No more popcorn or pizza at football games. No more potlucks and sodas at the arts festival. No more neighbor kid offering a $2 chocolate bar. Are these people serious?
The state should not be limiting students’ ability to work and raise money to support their extra-curricular activities. Quite the opposite. They should be encouraging activities that introduce young people to entrepreneurship and personal responsibility, which will enable them to increase their exposure to the arts, cultural studies, and the very athletic programs these liberals purport to encourage.
If the basketball team wants to go to camp, the band needs new uniforms, or if the French Club wants to try some real French food, they should have every opportunity to work to earn the money for these rewards.

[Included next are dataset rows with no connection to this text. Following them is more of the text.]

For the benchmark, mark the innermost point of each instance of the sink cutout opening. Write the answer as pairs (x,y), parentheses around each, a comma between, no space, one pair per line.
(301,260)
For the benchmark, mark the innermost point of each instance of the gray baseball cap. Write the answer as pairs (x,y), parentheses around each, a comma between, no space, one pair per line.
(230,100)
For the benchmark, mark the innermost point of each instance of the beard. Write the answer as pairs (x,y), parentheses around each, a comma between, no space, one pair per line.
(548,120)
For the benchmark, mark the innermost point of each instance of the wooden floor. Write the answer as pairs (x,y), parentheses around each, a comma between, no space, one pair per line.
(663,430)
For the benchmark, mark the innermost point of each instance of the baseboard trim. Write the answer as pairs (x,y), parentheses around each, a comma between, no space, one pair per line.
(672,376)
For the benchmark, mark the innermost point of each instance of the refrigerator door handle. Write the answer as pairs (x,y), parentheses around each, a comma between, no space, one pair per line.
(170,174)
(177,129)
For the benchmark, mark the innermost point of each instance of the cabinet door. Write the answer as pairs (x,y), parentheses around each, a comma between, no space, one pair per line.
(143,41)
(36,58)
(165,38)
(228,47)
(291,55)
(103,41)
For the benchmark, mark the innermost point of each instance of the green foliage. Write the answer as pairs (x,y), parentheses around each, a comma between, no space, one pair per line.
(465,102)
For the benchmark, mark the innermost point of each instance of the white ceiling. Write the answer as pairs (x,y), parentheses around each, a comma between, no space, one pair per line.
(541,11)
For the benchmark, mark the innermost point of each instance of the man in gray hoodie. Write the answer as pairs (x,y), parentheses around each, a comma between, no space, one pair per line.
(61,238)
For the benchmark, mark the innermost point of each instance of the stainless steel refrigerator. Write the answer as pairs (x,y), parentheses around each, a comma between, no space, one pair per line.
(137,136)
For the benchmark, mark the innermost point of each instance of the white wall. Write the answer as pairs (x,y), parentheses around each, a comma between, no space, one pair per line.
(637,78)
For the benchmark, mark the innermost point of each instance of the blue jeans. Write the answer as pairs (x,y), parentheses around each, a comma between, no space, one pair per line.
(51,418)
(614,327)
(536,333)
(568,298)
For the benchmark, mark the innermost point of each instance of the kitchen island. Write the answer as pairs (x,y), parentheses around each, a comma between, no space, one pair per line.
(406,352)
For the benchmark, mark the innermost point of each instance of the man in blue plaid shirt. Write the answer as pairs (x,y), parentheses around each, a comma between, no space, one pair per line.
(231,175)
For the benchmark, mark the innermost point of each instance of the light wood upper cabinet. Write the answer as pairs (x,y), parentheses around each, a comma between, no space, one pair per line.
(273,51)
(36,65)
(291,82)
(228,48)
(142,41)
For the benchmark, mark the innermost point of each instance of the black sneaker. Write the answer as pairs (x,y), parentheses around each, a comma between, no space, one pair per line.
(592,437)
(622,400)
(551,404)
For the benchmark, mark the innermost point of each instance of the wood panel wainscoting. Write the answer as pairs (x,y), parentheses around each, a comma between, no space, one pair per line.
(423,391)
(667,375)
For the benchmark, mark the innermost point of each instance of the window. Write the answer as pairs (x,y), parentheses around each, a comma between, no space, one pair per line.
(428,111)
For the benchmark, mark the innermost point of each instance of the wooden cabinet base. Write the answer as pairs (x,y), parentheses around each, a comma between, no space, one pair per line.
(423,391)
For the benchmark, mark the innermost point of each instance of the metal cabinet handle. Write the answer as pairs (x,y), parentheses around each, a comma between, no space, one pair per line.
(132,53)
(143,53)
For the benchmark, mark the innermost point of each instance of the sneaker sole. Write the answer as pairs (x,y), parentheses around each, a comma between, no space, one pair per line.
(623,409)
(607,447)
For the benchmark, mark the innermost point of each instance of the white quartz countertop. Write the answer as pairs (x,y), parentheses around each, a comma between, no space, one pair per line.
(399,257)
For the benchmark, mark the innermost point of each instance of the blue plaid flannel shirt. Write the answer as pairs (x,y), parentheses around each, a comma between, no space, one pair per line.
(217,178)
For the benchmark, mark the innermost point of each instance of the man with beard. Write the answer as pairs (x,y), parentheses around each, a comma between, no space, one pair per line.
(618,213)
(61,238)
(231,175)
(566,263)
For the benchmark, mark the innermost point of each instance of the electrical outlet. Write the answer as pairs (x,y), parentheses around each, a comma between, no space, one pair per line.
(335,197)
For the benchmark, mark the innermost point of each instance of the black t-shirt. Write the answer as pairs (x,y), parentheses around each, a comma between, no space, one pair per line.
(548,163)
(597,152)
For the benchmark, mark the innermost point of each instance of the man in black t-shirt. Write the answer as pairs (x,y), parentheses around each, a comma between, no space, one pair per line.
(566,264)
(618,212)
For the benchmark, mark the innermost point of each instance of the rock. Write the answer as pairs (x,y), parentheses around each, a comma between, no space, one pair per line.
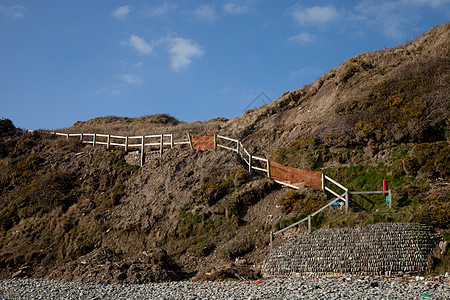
(18,274)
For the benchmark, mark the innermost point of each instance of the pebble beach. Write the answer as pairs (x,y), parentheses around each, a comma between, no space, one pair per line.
(278,288)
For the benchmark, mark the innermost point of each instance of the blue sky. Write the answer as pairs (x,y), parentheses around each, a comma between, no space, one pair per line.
(63,61)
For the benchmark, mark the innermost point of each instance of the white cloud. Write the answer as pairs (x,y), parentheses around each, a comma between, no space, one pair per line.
(140,44)
(158,11)
(303,38)
(392,17)
(432,3)
(182,51)
(235,9)
(132,79)
(121,13)
(13,12)
(306,71)
(316,15)
(206,12)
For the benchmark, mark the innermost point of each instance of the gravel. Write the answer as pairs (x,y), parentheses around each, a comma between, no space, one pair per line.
(279,288)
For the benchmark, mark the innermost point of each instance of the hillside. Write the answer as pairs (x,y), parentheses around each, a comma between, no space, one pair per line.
(70,211)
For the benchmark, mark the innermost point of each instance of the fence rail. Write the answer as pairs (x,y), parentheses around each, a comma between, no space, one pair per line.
(286,176)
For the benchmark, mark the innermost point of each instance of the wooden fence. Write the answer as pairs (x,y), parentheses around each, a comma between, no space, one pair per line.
(287,176)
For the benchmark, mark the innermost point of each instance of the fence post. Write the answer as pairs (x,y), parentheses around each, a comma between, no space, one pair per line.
(142,151)
(347,199)
(190,141)
(323,182)
(161,146)
(390,199)
(271,239)
(309,224)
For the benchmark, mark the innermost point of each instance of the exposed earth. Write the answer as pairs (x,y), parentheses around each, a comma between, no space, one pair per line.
(72,212)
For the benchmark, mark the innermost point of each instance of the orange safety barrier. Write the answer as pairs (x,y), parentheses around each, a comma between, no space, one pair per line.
(202,142)
(295,177)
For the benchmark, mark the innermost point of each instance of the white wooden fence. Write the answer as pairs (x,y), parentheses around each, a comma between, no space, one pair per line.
(159,141)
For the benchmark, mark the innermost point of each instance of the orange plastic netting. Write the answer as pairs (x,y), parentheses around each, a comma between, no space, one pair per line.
(296,177)
(202,142)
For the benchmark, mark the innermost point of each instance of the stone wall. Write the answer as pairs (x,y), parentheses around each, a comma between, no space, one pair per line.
(380,249)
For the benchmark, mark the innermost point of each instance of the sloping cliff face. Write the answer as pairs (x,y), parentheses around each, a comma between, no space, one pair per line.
(63,203)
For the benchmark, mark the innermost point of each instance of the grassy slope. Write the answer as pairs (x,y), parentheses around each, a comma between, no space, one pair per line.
(57,204)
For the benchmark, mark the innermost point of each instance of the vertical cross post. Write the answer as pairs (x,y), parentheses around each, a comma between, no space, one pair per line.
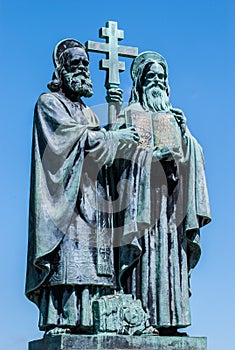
(111,64)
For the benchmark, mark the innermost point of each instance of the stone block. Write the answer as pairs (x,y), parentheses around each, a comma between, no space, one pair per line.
(117,342)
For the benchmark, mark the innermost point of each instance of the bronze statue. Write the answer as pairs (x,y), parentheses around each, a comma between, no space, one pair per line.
(170,201)
(70,255)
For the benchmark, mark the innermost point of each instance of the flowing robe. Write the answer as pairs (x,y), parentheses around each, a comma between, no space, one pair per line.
(70,242)
(156,261)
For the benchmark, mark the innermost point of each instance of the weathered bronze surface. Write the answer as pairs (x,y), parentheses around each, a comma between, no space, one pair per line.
(115,213)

The kids need the money, and bake sales work.
Students will learn nothing positive from this ban, nor will the obesity problem be addressed in any meaningful way.
As Michael Farris of ParentalRights.org said recently, “The idea you can stop [the obesity trend] by banning bake sales really is ridiculous.” It’s not just ridiculous – it’s absolutely absurd.
The latest fad in government control is dominion over our diets, and once again it is dressed up as being for the children. Heaven forbid we encourage and trust parents to watch their children’s diets. Instead, the brave fight against childhood obesity means government bureaucrats get sweeping new regulatory powers, while struggling restaurants owners get a costly mandate for nutrition labels, we adults get to pay new fat and soda taxes, a ban on Happy Meal toys, a ban on drink and snack machines, and now a ban on bake sales.
The upsides of school fundraisers are enormous. Kids selling brownies and candy bars isn’t what is expanding kids’ waistlines. But those fundraisers are expanding opportunities for students who could otherwise not afford to participate in extra-curricular activities. Fundraisers like bake sales allow parents and students to take some healthy ownership over their own education lives, instead of taking whatever the government decides to dole out.
In banning bake sales, Massachusetts has outdone the elite indifference even of Marie Antoinette. No easy feat.